Optimizing Agent Workflows for Modern LLMs
Writing effective agent skills requires deep knowledge of prompt engineering. With the release of advanced reasoning models like Claude 3.5 Sonnet, ChatGPT o1, and DeepSeek-V3, prompt templates must focus on structured thinking. Developers are encouraged to use XML tags (e.g., <thought>, <context>, and <rules>) to isolate execution boundaries. Standardized prompts prevent agents from suffering from context drift, ensuring that long-running tasks remain aligned with the initial system parameters.
Exploring by SOC Occupations and Creator Profiles
What makes SkillMD unique is its taxonomy. Instead of simple text search, we parse and organize files according to the Standard Occupational Classification (SOC) system. This means you can discover skills written for Computer and Mathematical roles, Business and Financial operations, Legal, Design, and and Educational Instruction fields. By tracking creator profiles, developers can study how different teams organize their custom instructions, compare version updates, and fork public configs for specialized enterprise use cases.

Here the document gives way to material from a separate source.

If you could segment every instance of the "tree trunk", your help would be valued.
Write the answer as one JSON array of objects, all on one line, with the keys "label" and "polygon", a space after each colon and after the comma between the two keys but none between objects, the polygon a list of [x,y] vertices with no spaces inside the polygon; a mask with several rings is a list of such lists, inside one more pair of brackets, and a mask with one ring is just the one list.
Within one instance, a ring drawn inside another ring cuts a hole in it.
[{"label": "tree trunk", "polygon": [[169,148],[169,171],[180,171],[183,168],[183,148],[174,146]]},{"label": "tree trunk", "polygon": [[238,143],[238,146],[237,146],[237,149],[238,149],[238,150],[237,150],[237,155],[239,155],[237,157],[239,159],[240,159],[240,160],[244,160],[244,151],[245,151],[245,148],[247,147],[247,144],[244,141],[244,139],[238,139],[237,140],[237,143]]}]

SkillMD operates as a high-performance index running on a fast Go backend and a highly responsive Astro SSR frontend. All search queries execute in milliseconds, featuring smart debouncing to prevent multiple API requests while keeping user data secure. Join our community of developers to standardize your AI agent instructions and optimize your LLM prompting workflows today.
Frequently Asked Questions
A practical guide to agent skills: what they are, how to inspect them, and how SkillMD helps you explore the ecosystem.